Arbitration Court’s Observation

The arbitration court in its order further observed that Malvinder Singh had been hiding facts from the Daiichi since the beginning of talks for negotiations.

Malvinder Singh misguided Daiichi, with “carefully crafted language,” claiming that the DOJ investigations were merely a “fishing expedition.” and that it was a conspiracy initiated by its competitor Pfizer.

The court observed that these were not “honest answers”, and were aimed at coercing Daiichi into entering the consequent agreements.

The tale of lies and deceit, however, does not end there. As revealed by the order, earlier this year, the Singh brothers took it upon themselves to give the story a new spin.

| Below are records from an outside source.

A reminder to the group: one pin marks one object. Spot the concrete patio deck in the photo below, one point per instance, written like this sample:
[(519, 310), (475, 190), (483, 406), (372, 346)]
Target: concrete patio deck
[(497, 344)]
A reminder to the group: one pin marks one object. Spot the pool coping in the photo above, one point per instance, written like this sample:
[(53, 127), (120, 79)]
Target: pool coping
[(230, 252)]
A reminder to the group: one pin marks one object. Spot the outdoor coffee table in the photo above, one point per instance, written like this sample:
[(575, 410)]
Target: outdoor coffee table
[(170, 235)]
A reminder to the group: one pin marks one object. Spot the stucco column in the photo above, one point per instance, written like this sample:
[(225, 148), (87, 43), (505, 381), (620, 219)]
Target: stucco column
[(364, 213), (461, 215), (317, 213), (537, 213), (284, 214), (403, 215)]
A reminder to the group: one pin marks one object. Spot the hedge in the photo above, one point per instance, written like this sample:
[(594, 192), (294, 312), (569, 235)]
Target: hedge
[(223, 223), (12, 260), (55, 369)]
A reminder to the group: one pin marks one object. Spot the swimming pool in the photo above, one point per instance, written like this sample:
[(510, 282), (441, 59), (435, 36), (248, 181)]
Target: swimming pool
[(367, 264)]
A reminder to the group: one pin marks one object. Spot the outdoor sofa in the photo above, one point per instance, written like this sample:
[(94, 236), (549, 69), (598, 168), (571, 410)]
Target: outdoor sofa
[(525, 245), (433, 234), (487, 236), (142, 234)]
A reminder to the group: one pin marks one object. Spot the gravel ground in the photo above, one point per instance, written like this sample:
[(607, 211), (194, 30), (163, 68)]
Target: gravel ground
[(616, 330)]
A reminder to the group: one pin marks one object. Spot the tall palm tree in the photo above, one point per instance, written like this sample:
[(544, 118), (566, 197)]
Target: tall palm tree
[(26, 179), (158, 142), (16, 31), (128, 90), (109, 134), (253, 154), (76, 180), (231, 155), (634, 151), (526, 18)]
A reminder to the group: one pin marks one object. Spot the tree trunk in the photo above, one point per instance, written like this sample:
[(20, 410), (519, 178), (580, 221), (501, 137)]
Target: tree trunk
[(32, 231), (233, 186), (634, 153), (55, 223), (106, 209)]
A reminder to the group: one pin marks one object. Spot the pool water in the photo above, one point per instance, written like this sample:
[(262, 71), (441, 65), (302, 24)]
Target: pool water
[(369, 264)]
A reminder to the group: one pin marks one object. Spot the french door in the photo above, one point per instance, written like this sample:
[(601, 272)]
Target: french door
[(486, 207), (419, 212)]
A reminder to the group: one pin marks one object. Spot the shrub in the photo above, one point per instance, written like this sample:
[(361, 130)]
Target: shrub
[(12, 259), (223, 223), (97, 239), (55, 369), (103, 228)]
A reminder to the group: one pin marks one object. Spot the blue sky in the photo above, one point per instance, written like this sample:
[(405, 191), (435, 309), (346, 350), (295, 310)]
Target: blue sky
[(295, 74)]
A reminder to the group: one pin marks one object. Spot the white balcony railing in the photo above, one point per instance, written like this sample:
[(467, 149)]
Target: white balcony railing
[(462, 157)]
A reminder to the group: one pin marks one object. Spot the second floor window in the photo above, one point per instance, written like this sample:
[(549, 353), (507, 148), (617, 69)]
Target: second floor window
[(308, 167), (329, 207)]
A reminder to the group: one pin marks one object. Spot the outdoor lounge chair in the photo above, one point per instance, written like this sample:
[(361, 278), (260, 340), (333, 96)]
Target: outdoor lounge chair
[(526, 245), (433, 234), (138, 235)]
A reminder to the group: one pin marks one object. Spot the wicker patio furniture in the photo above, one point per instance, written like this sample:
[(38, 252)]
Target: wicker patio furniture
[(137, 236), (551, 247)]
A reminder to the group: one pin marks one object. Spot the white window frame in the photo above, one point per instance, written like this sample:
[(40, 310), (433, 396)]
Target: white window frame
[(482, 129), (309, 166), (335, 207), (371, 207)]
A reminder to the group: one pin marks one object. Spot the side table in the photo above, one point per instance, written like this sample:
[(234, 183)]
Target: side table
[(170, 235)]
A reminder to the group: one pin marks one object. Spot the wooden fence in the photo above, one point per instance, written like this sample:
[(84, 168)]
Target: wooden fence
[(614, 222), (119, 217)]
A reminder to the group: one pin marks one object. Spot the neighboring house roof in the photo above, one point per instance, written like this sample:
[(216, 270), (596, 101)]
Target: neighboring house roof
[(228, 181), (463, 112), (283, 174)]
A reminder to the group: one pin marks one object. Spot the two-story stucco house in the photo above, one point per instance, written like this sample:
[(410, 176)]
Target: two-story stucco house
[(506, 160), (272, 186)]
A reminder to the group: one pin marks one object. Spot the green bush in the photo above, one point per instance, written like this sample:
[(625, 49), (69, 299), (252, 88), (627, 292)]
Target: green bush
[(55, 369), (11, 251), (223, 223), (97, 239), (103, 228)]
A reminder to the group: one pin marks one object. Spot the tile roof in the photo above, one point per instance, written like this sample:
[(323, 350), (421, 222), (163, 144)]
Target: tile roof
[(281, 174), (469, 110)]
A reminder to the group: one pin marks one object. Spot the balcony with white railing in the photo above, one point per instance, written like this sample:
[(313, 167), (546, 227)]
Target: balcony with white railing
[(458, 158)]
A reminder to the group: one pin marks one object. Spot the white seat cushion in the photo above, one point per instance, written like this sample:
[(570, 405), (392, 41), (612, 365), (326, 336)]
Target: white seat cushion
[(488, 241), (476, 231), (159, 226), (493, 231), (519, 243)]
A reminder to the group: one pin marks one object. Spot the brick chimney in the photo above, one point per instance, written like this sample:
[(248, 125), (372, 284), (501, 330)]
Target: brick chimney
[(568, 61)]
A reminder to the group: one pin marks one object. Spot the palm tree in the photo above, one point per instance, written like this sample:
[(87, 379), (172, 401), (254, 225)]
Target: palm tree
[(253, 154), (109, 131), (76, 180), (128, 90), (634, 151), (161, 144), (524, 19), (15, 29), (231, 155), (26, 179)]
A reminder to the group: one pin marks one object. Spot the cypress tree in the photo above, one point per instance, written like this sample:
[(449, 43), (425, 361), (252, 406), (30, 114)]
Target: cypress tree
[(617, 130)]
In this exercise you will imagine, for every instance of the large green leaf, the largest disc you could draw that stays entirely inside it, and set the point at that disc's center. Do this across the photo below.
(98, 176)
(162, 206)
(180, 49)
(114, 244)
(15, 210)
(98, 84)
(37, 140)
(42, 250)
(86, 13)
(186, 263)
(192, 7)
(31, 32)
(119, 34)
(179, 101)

Responding to the tribunal, the brothers claimed that documents disclosed to Daiichi before the signing of share purchase revealed enough information to give them“cause” for concern about Ranbaxy being “corrupt.”

The promoters, trying to wash their hands off the problem, claimed that Daiichi ignored fraud concerns and decided to proceed with the purchase.

A claim that was shot down by the court by slapping the slapping of a Rs 3500 crore fine.